The platform is based on work initiated by our scientific founders in the laboratory of Professor Carol Robinson at Oxford University and is currently being applied to G-protein coupled receptors and other membrane proteins where we have developed a portfolio of intellectual property protection. We are optimizing and automating our approach and this is part-funded by an Innovate Grant, awarded in March 2018.


We have initiated programs against three high impact G-protein coupled receptor targets (GPCRs) with a focus on genetically defined patient populations and/or immunological dysfunction. We are actively evaluating additional GPCRs and solute carriers aligned with our focus on immunology and genetic disease

Native Mass Spectrometry

Protein assemblies are introduced to the mass spectrometer, using nano-electrospray ionization. The technique allows very accurate mass measurement whilst maintaining their native conformations and interactions with drugs.

Preserving Structure

Non-covalent interactions are preserved and detected.

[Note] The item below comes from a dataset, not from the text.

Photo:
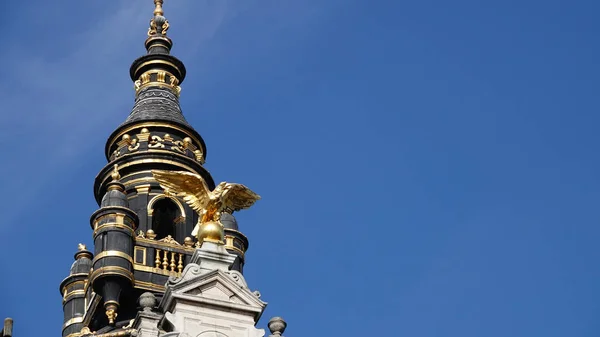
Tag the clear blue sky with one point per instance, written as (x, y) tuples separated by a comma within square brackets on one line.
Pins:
[(428, 168)]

Structural Mass Spectrometer Analysis

The resulting spectra allows the equilibrium between each component and complex formation to be captured, directly reporting on stoichiometry and ligand binding.


A protein complex is introduced to a labelling solution, which labels solvent accessible areas of the assembly. Labelled areas of the complex can be identified due to the increase in mass induced by the label.


Regions involved in protein-protein interactions can be identified since they have a lower propensity to be labelled. This also enables identification of drug binding sites.

Screening with Native Mass Spectrometry

In a multi-well plate, the protein is incubated with a compound library. Using automated injection, each mixture is analysed by native mass spectrometry to check for binding.